Growing evidence indicates that miRNAs exhibit altered expression levels in many cancers and are emerging as key regulators in the occurrence and progression of cancer. Therefore, miRNAs have been extensively investigated in cancer research for identifying novel diagnostic and prognostic biomarkers and therapeutic targets. In prostate cancer, many miRNAs have been demonstrated to be aberrantly expressed in prostate cancer tissues and exhibit oncogenic function or tumor suppressor role in prostate tumorigenesis. For example, miR-21 has been shown to be overexpressed in prostate cancer tissues and promote both hormone-dependent and hormone-independent tumor growth of prostate cancer cells (14). Further studies demonstrated that miR-21 promotes the survival and invasion of prostate cancer cells by directly targeting MARCKS and RECK (23,24). It was reported that miRNA-302a expression is significantly downregulated in prostate cancer tissue compared with normal prostate tissue and its overexpression markedly inhibits prostate cancer growth in vitro and in vivo. Moreover, AKT was identified as the direct target gene through which miRNA-302a exerts tumor suppressor role in prostate carcinogenesis (19).

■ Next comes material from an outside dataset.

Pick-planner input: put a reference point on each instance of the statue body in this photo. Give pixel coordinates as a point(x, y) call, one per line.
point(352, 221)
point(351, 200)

Recent studies demonstrate that miR-455-3p is involved in many physiological and pathological processes. miR-455-3p has been identified as an important regulator of brown adipogenesis and promotes the brown adipogenic program and mitochondrial biogenesis by targeting HIF1an-AMPK-PGC1a signaling network (25). It was demonstrated that miR-455-3p activates early chondrogenic differentiation by directly targeting Runx2 (26). In addition, miR-455-3p was showed to be significantly downregulated in placentas from preeclampsia patients and be linked to aberrant hypoxia signaling in preeclampsia (27). Compared with normal tissues, miR-455-3p was demonstrated to be aberrantly expressed in various cancer tissues, including hepatocellular carcinoma (20), melanoma (21) and thyroid carcinoma (22). However, little is known about the miR-455-3p status in prostate cancer tissues and the possible roles in prostate carcinogenesis. In the present study, we determined the expression of miR-455-3p in prostate cancer tissues and found that its expression in prostate cancer tissues was profoundly decreased compared with that in normal prostate tissues, indicating that miR-455-3p is associated with prostate carcinogenesis and it may function as a tumor suppressor. Further gain-of-function and loss-of-function results reveal that miR-455-3p suppresses prostate cancer cell growth in vitro and in vivo. All these studies demonstrate that miR-455-3p exerts tumor suppressor role in prostate cancer progression.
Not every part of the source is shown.